Anomaly Detection

Related Pages:

Anomaly Detection and Automated Root Cause Analysis are two features designed to reduce Mean Time To Resolution (MTTR) for application performance problems.

It automatically determines whether the following entities are performing normally:

business transactions of your applications
application servers
base pages for browser applications
network requests for mobile applications

Automated Root Cause Analysis helps you quickly determine the root cause for the business transaction anomalies.

How Does Anomaly Detection Work?

Anomaly Detection uses machine learning capabilities to reduce the Mean Time to Detect (MTTD) when an anomaly occurs in a business transaction, base pages, and network requests. It uses a specially designed algorithm that does not require you to configure anything.

The Anomaly Detection algorithm works as follows:

Entity	Monitored Metrics
Application Servers	The Anomaly Detection algorithm detects any abnormal readings reported for the CPU utilization and Memory utilization metrics.
Business transactions	The Anomaly Detection algorithm detects if any abnormal reading is reported for the Errors per minute (EPM) metric. It detects if any abnormal reading is reported for the Average Response time (ART) metric. It then combines the data it learned from these metric readings using heuristics that are designed to reduce alert noise.
Base pages for browser applications	The Anomaly Detection algorithm detects any abnormal readings reported for End User Response Time.
Network requests for mobile applications	The Anomaly Detection algorithm detects any abnormal readings reported for Network Request, HTTP errors per minute, and network errors per minute.
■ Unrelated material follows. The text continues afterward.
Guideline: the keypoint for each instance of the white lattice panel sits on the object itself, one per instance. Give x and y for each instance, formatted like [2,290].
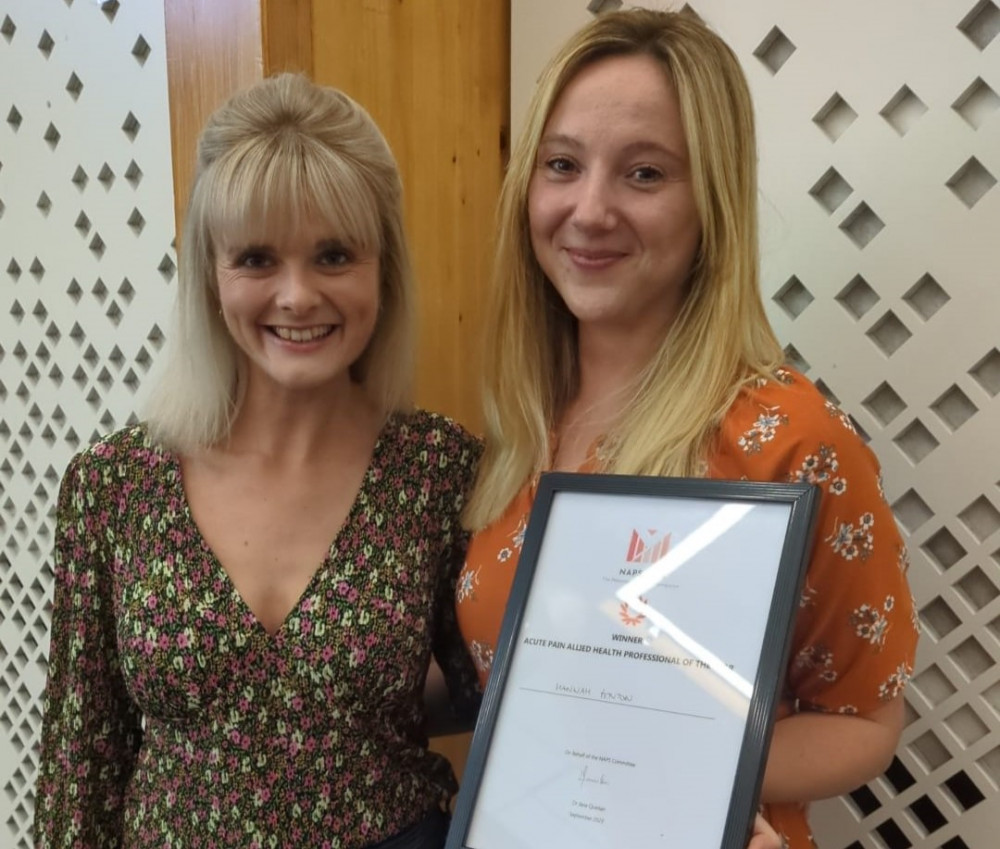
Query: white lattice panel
[86,264]
[879,130]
Anomaly Detection employs multiple techniques to ensure that the metric data it collects is accurate:

It disregards any temporary spikes and periods of no data.
It normalizes the metric data. For example, when determining the EPM metric data, any spikes may not indicate a real problem unless there is a corresponding increase in Calls per Minute (CPM). EPM data may not be useful in itself, hence, Anomaly Detection uses Error Rate (EPM/CPM).
It does not apply traditional seasonal baselines. Instead, it correlates the variance of EPM and ART to CPM to obtain reliable results.

Correlation of EPM and CPM Variance

What is Root Cause Analysis (RCA)?

When an entity in your application has an anomaly, you will want to know why. Anomaly Detection uses AI capabilities to enable Automated Root Cause Analysis to monitor the health of all the entities in your application, and show you the suspected causes for every anomaly. You can confirm or negate the suspected causes with a brief look, and drill down into deviating metrics and snapshots, as desired. Thus, you can quickly determine the root cause of any anomaly in the application.

How Does RCA Work?

RCA reduces the Mean Time to Identification (MTTI) by automatically pointing to the source of the problem. RCA considers metrics to identify the fault domain, and snapshots and events from the entire application, to find and surface suspected problems. This holistic approach is performed in two parts:

Fault domain isolation—Identification of the exact location of the problem in the system
Impacted component analysis—Analysis of logs, snapshots, trace, infrastructure, and so on to determine the affected components

How is Anomaly Detection Different from Health Rules?

While both Anomaly Detection and health rules alert you to performance problems in your application, Anomaly Detection provides powerful insights that would be difficult to obtain using health rules.

Anomaly Detection	Health Rules
Anomaly Detection uses machine learning to discover the normal ranges of key business transaction metrics, base pages, and network request. It alerts you when these metrics deviate significantly from expected values. This enables Anomaly Detection to identify a wider range of problems than a person could capture in Health Rules.	Health rules are manually created to apply logical conditions that one or more metrics must satisfy. For example, you could monitor the Average Response Time (ART) to check if this metric deviates from the configured baseline.
Anomaly Detection requires no configuration except when you want to limit anomaly alerting.	Splunk AppDynamics provides a default set of health rules and you create additional health rules manually as required, configuring time periods, trends, and schedules.
Anomalies are associated with application servers, business transactions, base pages for browser applications, and network request for mobile applications.	Health rules apply to any entity, for example, business transactions, service endpoints.